Falling Leaves, Dropping Balls...
Summary & slides from Aksel Biørn-Hansen's August session, and updates for Low-Carbon Conversations in November & January
Hey, carbon curious folks! I know not all of you who read this are experiencing the beautiful autumnal phenomenon of orange and red leaves falling to the ground. But this fall has been particularly colourful —— and unexpectedly busy for me. I’ve dropped a few balls…
Please enjoy below the low-carbon participatory inspiration offered by Aksel Biørn-Hansen at Session #1 of the August Low-Carbon Conversations. We’re very fortunate to have him as a speaker next month (November) as well. Stay tuned for more details and a confirmation of the date. (Zoom links can be found HERE.)
Summary of the August 15th Low-Carbon Conversations:
SESSION #1: “The FLIGHT project: Attempts and struggles at unsettling the status quo of academic flying at a Swedish University”

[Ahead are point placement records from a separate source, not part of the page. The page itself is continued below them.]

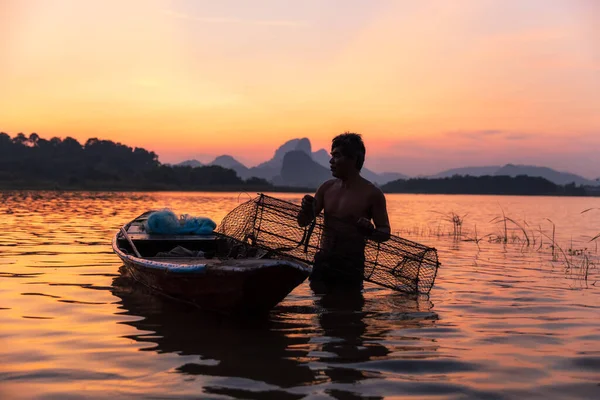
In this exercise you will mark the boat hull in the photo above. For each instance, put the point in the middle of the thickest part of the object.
(228, 286)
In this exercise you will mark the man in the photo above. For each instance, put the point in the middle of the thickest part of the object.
(349, 202)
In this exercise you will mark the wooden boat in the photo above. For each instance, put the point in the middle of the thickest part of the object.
(212, 271)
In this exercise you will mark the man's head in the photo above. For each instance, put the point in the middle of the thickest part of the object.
(347, 154)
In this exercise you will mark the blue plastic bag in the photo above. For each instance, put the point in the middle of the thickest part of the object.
(165, 222)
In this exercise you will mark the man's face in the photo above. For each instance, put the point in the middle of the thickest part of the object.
(340, 165)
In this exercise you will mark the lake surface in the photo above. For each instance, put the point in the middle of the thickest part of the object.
(505, 319)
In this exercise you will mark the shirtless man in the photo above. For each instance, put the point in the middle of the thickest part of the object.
(349, 202)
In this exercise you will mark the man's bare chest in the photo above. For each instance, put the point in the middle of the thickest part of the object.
(346, 204)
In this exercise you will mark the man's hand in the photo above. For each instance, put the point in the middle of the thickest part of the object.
(308, 206)
(365, 226)
(307, 210)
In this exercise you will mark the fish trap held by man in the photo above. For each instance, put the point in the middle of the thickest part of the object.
(271, 224)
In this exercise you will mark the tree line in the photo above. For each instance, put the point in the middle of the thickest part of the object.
(36, 163)
(497, 185)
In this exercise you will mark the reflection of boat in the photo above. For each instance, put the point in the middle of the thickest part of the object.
(257, 349)
(209, 271)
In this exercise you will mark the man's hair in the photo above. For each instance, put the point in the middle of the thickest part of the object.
(351, 145)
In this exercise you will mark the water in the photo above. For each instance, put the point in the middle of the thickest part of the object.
(504, 320)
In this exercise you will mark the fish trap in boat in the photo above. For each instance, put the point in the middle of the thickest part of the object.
(271, 224)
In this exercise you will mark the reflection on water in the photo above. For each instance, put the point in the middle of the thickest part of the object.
(503, 320)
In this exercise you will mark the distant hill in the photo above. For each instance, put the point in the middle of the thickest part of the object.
(272, 168)
(299, 169)
(487, 184)
(560, 178)
(472, 171)
(322, 157)
(557, 177)
(190, 163)
(227, 161)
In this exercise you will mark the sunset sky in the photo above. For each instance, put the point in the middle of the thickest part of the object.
(430, 85)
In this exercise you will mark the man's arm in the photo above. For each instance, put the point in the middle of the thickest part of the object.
(380, 217)
(312, 206)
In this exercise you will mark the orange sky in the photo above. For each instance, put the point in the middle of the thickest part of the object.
(430, 84)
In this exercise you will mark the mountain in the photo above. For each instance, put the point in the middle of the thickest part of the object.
(472, 171)
(386, 177)
(272, 168)
(189, 163)
(322, 157)
(560, 178)
(227, 161)
(557, 177)
(298, 169)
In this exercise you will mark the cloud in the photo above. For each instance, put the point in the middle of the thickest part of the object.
(230, 20)
(478, 134)
(518, 136)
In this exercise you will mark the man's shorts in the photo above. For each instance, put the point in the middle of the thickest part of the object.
(334, 270)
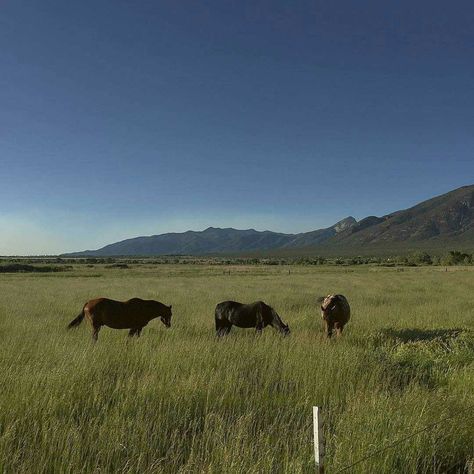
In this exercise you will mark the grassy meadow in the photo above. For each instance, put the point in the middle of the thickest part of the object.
(180, 401)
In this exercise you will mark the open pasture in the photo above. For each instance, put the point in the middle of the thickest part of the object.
(182, 401)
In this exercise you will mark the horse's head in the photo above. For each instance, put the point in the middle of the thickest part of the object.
(166, 316)
(285, 329)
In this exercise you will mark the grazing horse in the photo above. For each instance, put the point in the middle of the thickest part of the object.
(336, 312)
(133, 314)
(255, 315)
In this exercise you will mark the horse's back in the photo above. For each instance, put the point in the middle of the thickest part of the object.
(238, 314)
(118, 314)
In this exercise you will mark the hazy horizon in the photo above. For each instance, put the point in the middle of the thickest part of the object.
(120, 120)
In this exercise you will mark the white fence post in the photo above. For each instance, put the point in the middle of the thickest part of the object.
(318, 440)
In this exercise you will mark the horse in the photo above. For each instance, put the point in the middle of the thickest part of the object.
(255, 315)
(336, 312)
(133, 314)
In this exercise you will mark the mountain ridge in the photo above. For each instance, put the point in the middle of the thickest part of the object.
(447, 218)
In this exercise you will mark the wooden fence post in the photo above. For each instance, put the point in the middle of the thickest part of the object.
(318, 440)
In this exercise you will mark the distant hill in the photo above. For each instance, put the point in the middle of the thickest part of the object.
(444, 221)
(214, 241)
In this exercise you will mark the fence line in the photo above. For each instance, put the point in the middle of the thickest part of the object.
(405, 438)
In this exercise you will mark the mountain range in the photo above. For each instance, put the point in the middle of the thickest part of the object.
(443, 222)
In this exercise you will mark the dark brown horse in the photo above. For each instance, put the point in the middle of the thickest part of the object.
(255, 315)
(133, 314)
(336, 312)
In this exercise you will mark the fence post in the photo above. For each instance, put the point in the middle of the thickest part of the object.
(318, 440)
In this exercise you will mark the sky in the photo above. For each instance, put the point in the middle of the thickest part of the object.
(121, 118)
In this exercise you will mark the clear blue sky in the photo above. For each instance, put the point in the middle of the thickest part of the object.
(121, 118)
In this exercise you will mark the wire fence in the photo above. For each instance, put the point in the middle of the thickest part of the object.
(411, 435)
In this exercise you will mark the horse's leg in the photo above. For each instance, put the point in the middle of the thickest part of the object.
(222, 329)
(339, 327)
(95, 333)
(329, 328)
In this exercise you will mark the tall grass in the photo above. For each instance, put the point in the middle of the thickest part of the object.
(181, 401)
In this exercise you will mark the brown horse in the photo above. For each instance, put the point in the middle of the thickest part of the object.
(336, 312)
(133, 314)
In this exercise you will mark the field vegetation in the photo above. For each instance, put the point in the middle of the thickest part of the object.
(181, 401)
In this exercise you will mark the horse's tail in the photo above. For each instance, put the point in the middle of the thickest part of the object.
(77, 320)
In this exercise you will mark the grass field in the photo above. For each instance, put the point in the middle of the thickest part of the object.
(180, 401)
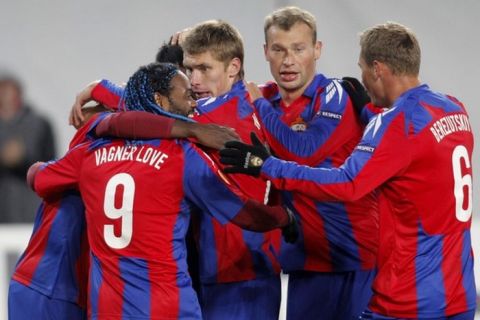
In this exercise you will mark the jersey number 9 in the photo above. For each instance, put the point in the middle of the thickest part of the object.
(125, 212)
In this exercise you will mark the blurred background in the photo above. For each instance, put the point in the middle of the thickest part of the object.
(53, 48)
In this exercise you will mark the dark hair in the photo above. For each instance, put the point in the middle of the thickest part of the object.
(142, 85)
(171, 53)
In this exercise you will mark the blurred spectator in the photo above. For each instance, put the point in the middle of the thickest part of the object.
(25, 137)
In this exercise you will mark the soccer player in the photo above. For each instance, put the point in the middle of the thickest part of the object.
(233, 262)
(50, 277)
(417, 154)
(138, 196)
(310, 119)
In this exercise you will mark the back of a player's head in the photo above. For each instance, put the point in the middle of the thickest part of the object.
(393, 44)
(170, 53)
(140, 90)
(218, 37)
(286, 17)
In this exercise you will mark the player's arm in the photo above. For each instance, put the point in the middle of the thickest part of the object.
(383, 152)
(144, 125)
(103, 92)
(213, 193)
(327, 131)
(52, 178)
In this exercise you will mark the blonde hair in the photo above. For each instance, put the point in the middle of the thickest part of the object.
(286, 17)
(393, 44)
(219, 38)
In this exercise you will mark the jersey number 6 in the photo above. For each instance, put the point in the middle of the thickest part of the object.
(461, 182)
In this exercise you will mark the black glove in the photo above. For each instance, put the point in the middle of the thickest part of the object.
(290, 231)
(356, 92)
(244, 158)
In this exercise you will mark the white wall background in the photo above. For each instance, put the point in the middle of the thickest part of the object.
(58, 46)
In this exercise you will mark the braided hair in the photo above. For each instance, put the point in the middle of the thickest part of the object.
(142, 85)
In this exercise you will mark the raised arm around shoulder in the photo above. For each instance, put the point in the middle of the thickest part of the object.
(32, 172)
(144, 125)
(76, 117)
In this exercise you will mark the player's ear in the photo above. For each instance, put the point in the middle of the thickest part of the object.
(161, 100)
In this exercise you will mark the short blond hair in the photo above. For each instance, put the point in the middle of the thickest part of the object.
(393, 44)
(286, 17)
(219, 38)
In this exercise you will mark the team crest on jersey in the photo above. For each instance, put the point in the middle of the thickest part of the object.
(298, 125)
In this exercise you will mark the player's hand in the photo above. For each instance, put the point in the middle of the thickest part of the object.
(290, 232)
(76, 117)
(214, 136)
(244, 158)
(253, 90)
(357, 93)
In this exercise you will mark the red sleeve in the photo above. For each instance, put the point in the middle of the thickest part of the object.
(108, 94)
(57, 176)
(135, 125)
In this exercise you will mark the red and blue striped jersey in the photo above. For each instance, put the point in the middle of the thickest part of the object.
(138, 197)
(418, 154)
(227, 253)
(55, 262)
(321, 128)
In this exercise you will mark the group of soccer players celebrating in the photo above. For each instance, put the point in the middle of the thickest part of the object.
(311, 179)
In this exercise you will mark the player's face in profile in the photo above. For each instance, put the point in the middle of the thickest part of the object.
(208, 76)
(292, 55)
(180, 101)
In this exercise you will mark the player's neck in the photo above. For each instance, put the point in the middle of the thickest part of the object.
(398, 85)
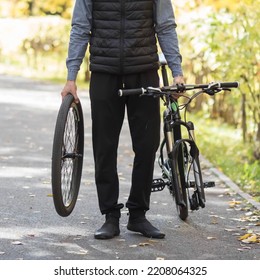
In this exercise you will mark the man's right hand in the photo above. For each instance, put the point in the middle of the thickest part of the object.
(70, 87)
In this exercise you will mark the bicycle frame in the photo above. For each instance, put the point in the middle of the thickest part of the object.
(173, 139)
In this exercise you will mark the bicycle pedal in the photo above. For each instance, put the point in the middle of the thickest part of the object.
(194, 204)
(158, 185)
(209, 184)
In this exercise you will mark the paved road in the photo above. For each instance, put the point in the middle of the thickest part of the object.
(31, 229)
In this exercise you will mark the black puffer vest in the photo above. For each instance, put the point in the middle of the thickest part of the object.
(123, 37)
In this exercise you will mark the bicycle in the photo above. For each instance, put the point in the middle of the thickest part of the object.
(67, 156)
(179, 157)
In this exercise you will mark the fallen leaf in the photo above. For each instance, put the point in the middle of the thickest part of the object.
(233, 203)
(230, 229)
(211, 238)
(143, 244)
(17, 243)
(250, 238)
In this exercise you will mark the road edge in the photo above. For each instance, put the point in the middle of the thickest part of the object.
(228, 182)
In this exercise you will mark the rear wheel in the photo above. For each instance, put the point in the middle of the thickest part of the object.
(67, 156)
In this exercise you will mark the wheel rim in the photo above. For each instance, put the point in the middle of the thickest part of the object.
(69, 157)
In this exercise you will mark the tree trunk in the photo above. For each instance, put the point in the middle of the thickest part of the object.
(244, 125)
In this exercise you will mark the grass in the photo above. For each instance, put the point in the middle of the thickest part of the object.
(223, 147)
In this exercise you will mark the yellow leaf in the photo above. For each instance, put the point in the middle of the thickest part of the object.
(245, 236)
(211, 238)
(143, 244)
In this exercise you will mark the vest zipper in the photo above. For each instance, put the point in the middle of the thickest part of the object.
(122, 36)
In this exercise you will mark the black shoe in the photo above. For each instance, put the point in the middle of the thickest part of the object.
(109, 229)
(143, 226)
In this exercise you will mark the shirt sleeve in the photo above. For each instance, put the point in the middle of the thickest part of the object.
(165, 27)
(79, 36)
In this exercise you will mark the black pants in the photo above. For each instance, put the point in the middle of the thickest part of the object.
(108, 110)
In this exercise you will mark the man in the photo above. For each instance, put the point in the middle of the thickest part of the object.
(123, 54)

Aksel Biørn-Hansen presented the hands-on, collaborative FLIGHT project at KTH Royal Institute of Technology. Focusing on flying as an area where the university is not currently meeting goals to reduce CO2 emissions, Aksel and his colleagues designed meaning-making workshops to visibilise data about who flies and how much in different university departments. The project aimed to engage university department members with their own flying data, enabling them to co-create knowledge and literally ‘touch’ their data.

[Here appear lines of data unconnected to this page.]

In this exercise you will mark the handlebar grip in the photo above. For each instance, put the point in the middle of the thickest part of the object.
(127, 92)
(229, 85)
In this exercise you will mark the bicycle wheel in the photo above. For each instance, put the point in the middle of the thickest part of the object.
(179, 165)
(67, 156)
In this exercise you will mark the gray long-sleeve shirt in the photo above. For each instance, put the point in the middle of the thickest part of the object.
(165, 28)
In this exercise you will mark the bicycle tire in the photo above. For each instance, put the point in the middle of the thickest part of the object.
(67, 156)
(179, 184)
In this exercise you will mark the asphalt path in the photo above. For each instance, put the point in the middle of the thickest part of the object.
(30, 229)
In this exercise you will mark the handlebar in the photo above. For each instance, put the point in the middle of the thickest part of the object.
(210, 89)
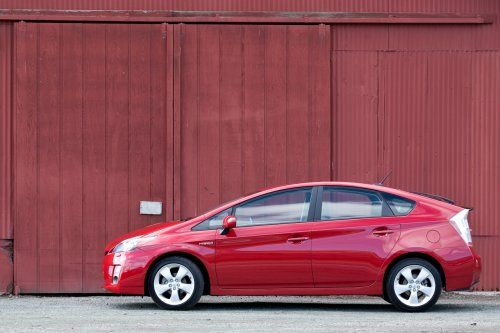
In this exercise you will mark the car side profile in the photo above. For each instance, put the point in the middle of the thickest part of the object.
(321, 238)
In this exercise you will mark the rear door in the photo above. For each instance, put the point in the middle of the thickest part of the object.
(353, 234)
(271, 245)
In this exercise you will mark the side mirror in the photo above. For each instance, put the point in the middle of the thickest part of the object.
(228, 223)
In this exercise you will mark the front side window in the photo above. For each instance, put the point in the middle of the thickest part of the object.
(214, 222)
(341, 204)
(281, 207)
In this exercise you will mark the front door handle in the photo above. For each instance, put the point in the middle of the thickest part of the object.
(297, 239)
(382, 232)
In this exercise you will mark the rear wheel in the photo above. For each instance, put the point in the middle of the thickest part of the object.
(176, 283)
(413, 285)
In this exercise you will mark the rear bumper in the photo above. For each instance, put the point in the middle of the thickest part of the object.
(464, 271)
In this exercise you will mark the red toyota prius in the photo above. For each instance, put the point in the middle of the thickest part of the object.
(323, 238)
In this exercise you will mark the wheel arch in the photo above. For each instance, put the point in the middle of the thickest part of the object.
(198, 262)
(413, 255)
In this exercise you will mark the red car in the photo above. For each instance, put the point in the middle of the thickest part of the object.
(323, 238)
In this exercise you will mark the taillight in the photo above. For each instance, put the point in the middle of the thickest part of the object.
(461, 225)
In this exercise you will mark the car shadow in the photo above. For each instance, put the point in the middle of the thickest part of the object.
(297, 306)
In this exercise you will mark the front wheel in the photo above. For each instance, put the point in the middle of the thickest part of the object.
(413, 285)
(176, 283)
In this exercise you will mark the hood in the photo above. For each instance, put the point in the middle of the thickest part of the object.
(150, 229)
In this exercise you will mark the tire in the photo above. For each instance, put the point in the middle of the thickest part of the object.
(413, 285)
(171, 292)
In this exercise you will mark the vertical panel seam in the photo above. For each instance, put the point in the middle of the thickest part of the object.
(219, 81)
(61, 131)
(286, 102)
(82, 103)
(242, 101)
(106, 235)
(265, 106)
(129, 222)
(197, 119)
(150, 132)
(37, 60)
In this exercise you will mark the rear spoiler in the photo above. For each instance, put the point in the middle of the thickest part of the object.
(436, 197)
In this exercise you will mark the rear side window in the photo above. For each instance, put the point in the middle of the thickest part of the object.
(339, 204)
(399, 206)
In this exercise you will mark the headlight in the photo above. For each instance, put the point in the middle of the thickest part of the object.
(132, 243)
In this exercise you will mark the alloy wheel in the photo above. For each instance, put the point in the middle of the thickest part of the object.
(174, 284)
(414, 285)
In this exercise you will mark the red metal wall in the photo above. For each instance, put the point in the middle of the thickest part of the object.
(230, 109)
(254, 110)
(90, 133)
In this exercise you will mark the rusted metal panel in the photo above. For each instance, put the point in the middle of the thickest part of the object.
(7, 267)
(355, 108)
(484, 136)
(6, 85)
(488, 247)
(283, 113)
(205, 5)
(84, 146)
(244, 17)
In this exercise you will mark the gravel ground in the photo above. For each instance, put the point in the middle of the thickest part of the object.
(455, 312)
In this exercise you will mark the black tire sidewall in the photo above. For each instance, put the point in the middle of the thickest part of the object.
(198, 283)
(391, 295)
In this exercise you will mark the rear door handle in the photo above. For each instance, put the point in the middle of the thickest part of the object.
(297, 239)
(382, 232)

Enabling an embodied experience of flight data
Take a look at the slides Aksel has generously shared to see how the workshops physicalised data using poker chips (see slides #27–30).
As participants each moved and stacked poker chips to show the number and type of flights they had taken in the past academic year, they were able to confront together the who and how of the flying their department does, and to examine disparities and hidden inequalities of mobility and CO2 emissions. As Aksel explained, these workshops opened up opportunities for people to stay with the data and engage with it. That this process happens at the department level——as opposed to a top-down or bottom-up approach to intervention——was vital (see slide #20). The FLIGHT project revealed that, prior to the workshops, nobody really knew how much their department was flying.

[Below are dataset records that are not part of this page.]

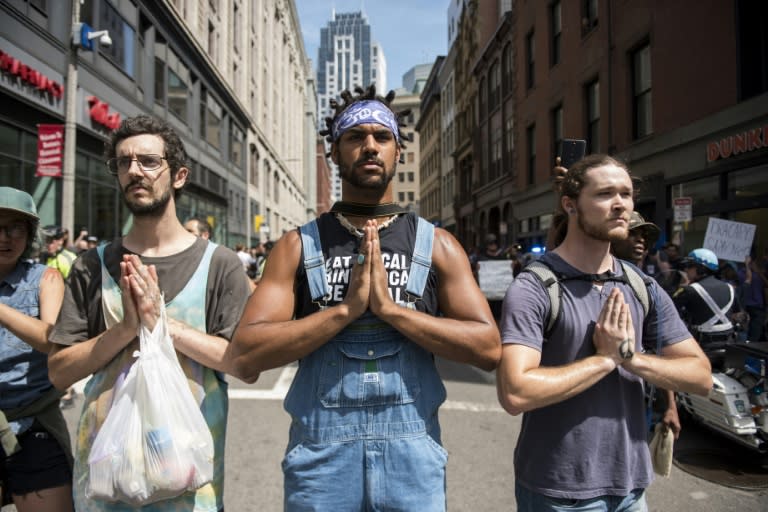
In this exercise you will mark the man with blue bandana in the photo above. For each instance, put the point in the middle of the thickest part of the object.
(364, 297)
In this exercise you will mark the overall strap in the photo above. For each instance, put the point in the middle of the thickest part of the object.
(421, 261)
(718, 314)
(314, 263)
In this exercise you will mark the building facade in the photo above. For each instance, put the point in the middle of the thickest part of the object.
(677, 90)
(406, 180)
(347, 57)
(189, 63)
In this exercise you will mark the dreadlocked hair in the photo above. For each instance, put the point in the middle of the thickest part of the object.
(363, 95)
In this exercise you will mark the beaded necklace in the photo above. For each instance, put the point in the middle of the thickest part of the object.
(359, 232)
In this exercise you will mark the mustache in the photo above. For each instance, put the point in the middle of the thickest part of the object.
(138, 182)
(369, 159)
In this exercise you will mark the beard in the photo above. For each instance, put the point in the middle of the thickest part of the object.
(601, 231)
(154, 208)
(366, 181)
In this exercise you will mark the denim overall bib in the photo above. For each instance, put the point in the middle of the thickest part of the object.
(208, 387)
(365, 434)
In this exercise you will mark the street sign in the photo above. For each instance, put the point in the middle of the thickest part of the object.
(683, 209)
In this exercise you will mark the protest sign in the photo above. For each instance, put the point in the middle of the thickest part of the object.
(729, 240)
(494, 277)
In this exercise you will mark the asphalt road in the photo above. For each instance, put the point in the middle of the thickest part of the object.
(478, 435)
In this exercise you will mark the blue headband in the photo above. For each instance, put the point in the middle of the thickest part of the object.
(364, 112)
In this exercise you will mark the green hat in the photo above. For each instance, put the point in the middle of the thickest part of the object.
(18, 201)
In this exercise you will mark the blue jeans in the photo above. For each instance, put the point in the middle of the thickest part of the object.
(529, 501)
(365, 434)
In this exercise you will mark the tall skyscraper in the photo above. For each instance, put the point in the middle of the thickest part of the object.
(347, 57)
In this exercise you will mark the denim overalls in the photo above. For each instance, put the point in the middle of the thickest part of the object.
(365, 433)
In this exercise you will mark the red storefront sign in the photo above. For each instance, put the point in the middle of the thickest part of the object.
(50, 150)
(99, 113)
(30, 75)
(738, 143)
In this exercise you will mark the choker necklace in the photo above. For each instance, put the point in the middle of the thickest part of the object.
(367, 210)
(359, 232)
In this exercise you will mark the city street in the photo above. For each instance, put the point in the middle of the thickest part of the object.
(478, 435)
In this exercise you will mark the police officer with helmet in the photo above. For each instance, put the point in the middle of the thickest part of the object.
(707, 303)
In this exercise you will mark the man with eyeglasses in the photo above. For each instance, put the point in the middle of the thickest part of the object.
(118, 286)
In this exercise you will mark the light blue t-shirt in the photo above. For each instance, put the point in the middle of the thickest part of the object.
(594, 443)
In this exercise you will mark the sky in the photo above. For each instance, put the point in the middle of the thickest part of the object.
(410, 32)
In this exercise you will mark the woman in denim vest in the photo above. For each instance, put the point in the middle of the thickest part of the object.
(35, 471)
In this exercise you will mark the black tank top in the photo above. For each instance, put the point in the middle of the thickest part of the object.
(340, 249)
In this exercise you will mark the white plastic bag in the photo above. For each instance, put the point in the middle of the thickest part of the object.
(154, 443)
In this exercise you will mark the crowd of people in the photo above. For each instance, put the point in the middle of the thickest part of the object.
(364, 298)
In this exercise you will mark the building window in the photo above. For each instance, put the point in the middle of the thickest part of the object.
(276, 185)
(211, 117)
(556, 26)
(237, 144)
(530, 59)
(593, 117)
(212, 41)
(557, 128)
(494, 85)
(122, 50)
(496, 140)
(40, 5)
(483, 98)
(509, 134)
(588, 16)
(507, 70)
(236, 24)
(752, 43)
(641, 92)
(178, 88)
(255, 167)
(530, 146)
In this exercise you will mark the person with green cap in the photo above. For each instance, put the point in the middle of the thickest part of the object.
(36, 467)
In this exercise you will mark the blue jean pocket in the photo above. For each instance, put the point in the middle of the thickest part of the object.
(367, 374)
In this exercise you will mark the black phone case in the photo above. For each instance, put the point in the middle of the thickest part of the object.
(571, 151)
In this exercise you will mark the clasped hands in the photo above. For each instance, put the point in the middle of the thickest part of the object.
(141, 293)
(368, 287)
(614, 326)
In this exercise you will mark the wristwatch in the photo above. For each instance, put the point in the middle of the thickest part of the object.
(626, 349)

Touching data transforms people
One of the goals of this initiative is to unite knowledge and action to compel people to act (see slide #21). This involves discomfort——all the uncomfortable elements of being a social being. As Aksel explained, this is emotional work by necessity: “weighing-in” events where we collaborate with other people can be collectively uncomfortable. But if the carbon budget is a commons, it requires this collective discomfort——and a collective responsibility for action. The participatory design of these workshops avoids the common trap of simply measuring instead of acting.
The FLIGHT project has led to other opportunities: Aksel was invited by the university to use a similar design to facilitate participatory carbon budgeting (see slide #41).
Questions and observations that arose in the discussion
How much flying is acceptable for a single person? — Where do we report on this? Where do we make flying behaviour visible, and where do we open discussion about flying——and in what context (i.e., for a single research project, for university recruitment)?
How do universities/organizations track the CO2 emissions of “unknown travellers,” like invited guests/speakers?
The challenge of different carbon emission calculators: they can create a huge difference in reporting.
Discussion can be richer when there is non-hierarchical openness——where researchers and custodians and other university staff can come together to engage in conversation.
Who are the actors? — Is sustainability a “whole institution” reality? How much power does the Office of Sustainability really have? What would enable faculty to step in and take the lead in lowering carbon emissions within departments? —— What synergies might be harnessed if university and research funders had low-carbon requirements, and if they joined low-carbon efforts of faculty?
Difficult questions worth discussing: What is a “good” trip? What is a “necessary” trip?
Measures that lower carbon can challenge an association’s economy; so, how do we change our professional associations?
Quotes that stuck in my brain and made it into my notebook
“Having a mandate is crucial. Without it, people will denounce you for being an activist.”
There is danger in cynicism: “If we become hopeless, who does the doing?”
“You can have sustainability either by design or by disaster.”
Next up…
I’ll send around a summary of Session #2 (“Virtually There”) in a future post exploring our decades-long ability to “be there” and suggesting how we might continue to develop online spaces that respond more generously to participant needs and preferences at virtual events.
In the meantime, the Low-Carbon Conversations is moving to a bi-monthly schedule. Stay tuned for information about upcoming sessions.
In November, we’ll learn how to implement the Art of Hosting in online spaces.
In January, we’ll kick off 2025 with adventures of a solar server.